Firstly, it makes life a little easier for me. A short, focussed 500-1000 word column is easier for me to produce and you to read than a 2000+ word article.

Secondly, we are living through a number of simultaneous, entangled revolutions in digital communications, in data capture and analysis, in scientific information, technology and especially interdisciplinary cooperation. These developments are driving a revolution in ideas in the scientific and, more broadly, academic communities which rarely percolate through to the citizen caught up in the demands and distractions of everyday life.

Thirdly, we're in the throes of an exponential increase in interconnectivity and these developments are having a disruptive impact on what has traditionally been called the 'humanities' and the 'soft sciences'. As one may expect, some from this camp have retreated into a laager of denialism and outrage at the invasion of the scientific barbarians. But others have cautiously, or even recklessly, have welcomed the invaders in the expectation that both sides will learn from one another.

In my view not only are the latter on the side of history, as CP Snow provocatively remarked in 'The Two Cultures', but this rapprochement may be the main way civilisation can avoid self-annihilation.

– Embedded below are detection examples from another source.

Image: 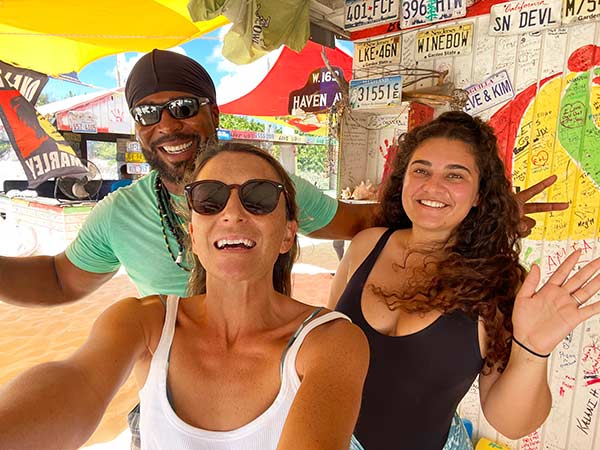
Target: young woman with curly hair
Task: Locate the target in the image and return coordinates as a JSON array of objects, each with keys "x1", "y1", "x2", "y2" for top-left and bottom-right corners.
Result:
[{"x1": 330, "y1": 112, "x2": 600, "y2": 450}]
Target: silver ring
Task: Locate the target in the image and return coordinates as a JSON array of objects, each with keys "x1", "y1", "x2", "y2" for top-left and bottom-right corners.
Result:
[{"x1": 569, "y1": 292, "x2": 584, "y2": 306}]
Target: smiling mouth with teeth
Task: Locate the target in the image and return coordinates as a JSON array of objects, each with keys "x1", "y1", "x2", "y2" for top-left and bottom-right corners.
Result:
[
  {"x1": 419, "y1": 200, "x2": 446, "y2": 208},
  {"x1": 215, "y1": 239, "x2": 256, "y2": 250},
  {"x1": 160, "y1": 141, "x2": 193, "y2": 155}
]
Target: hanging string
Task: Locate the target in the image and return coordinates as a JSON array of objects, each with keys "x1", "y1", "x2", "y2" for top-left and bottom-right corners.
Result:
[{"x1": 154, "y1": 175, "x2": 191, "y2": 272}]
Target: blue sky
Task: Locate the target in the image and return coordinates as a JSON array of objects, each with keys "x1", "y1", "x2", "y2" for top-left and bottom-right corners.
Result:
[{"x1": 44, "y1": 27, "x2": 352, "y2": 103}]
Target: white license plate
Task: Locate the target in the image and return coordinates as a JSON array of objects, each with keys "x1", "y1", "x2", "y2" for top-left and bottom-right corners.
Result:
[
  {"x1": 350, "y1": 75, "x2": 402, "y2": 109},
  {"x1": 401, "y1": 0, "x2": 467, "y2": 28},
  {"x1": 344, "y1": 0, "x2": 401, "y2": 30},
  {"x1": 562, "y1": 0, "x2": 600, "y2": 24},
  {"x1": 352, "y1": 36, "x2": 401, "y2": 73}
]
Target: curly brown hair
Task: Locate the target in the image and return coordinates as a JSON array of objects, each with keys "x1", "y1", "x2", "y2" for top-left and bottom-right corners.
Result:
[
  {"x1": 372, "y1": 111, "x2": 526, "y2": 371},
  {"x1": 180, "y1": 143, "x2": 300, "y2": 296}
]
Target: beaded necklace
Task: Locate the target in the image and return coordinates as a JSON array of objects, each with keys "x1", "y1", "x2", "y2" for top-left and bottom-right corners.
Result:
[{"x1": 154, "y1": 175, "x2": 191, "y2": 272}]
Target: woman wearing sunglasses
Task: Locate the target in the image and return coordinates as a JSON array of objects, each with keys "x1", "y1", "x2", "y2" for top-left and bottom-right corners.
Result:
[{"x1": 0, "y1": 144, "x2": 368, "y2": 450}]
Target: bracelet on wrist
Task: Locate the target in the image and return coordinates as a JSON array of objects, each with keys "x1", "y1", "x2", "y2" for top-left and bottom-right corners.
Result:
[{"x1": 512, "y1": 336, "x2": 550, "y2": 358}]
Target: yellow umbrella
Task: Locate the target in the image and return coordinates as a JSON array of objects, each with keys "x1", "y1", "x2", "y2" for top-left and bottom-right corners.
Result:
[{"x1": 0, "y1": 0, "x2": 228, "y2": 75}]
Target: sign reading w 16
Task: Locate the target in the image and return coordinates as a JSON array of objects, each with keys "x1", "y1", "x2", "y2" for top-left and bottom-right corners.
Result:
[
  {"x1": 401, "y1": 0, "x2": 467, "y2": 28},
  {"x1": 344, "y1": 0, "x2": 401, "y2": 30}
]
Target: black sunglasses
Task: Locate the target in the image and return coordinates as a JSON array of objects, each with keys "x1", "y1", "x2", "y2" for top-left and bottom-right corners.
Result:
[
  {"x1": 185, "y1": 180, "x2": 285, "y2": 215},
  {"x1": 129, "y1": 97, "x2": 210, "y2": 126}
]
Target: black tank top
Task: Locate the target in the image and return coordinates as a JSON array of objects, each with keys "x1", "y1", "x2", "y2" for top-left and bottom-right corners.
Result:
[{"x1": 336, "y1": 230, "x2": 483, "y2": 450}]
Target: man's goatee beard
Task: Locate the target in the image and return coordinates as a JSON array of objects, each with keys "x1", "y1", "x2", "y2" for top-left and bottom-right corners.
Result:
[{"x1": 142, "y1": 133, "x2": 219, "y2": 184}]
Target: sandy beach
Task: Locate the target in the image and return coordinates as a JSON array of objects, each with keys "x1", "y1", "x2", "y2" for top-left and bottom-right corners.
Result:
[{"x1": 0, "y1": 238, "x2": 337, "y2": 450}]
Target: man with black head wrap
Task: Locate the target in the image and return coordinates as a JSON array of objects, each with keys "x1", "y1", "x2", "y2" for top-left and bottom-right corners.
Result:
[
  {"x1": 0, "y1": 50, "x2": 378, "y2": 306},
  {"x1": 0, "y1": 50, "x2": 565, "y2": 306}
]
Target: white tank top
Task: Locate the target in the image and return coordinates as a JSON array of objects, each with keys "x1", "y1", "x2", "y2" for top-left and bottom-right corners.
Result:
[{"x1": 139, "y1": 296, "x2": 350, "y2": 450}]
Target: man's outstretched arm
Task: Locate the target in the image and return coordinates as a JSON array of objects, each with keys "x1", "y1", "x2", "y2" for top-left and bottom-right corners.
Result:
[{"x1": 0, "y1": 253, "x2": 115, "y2": 307}]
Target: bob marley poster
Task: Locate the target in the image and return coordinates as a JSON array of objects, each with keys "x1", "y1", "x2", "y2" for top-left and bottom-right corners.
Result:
[{"x1": 0, "y1": 88, "x2": 87, "y2": 188}]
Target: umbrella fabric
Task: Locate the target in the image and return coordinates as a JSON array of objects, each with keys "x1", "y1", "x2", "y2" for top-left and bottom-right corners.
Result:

And maybe also, only countries and peoples imaginative and courageous enough to open their minds to wider and novel vistas will prosper in the extraordinary world we are busy creating, on the side so-to-speak. It is a rich world full of novelty and endless possibility but, equally, our own creation may turn into the destructive Frankenstein of prophetic fiction unless we get to understand both ourselves and the world we're creating better.

That knowledge will remain useless if it remains the sole property of the privileged few with the time, resources and interest to pursue such seemingly esoteric interests. It is vital that the ideas and issues generated by scientists and other scholars are available to all and permeate the debates which shape our everyday lives. While science and knowledge alone do not automatically unlock the entwined political dilemmas which confront humanity they open vistas and pathways to possible solutions which would otherwise elude us. In this may lie our salvation.

Neither the format nor the content of this column is intended as a straitjacket and, as circumstances demand, I will feel free to deviate as necessary. This is the first step in an on-going dialogue and I look forward immensely to exploring our world together with the readers of Politicsweb - and anyone else interested.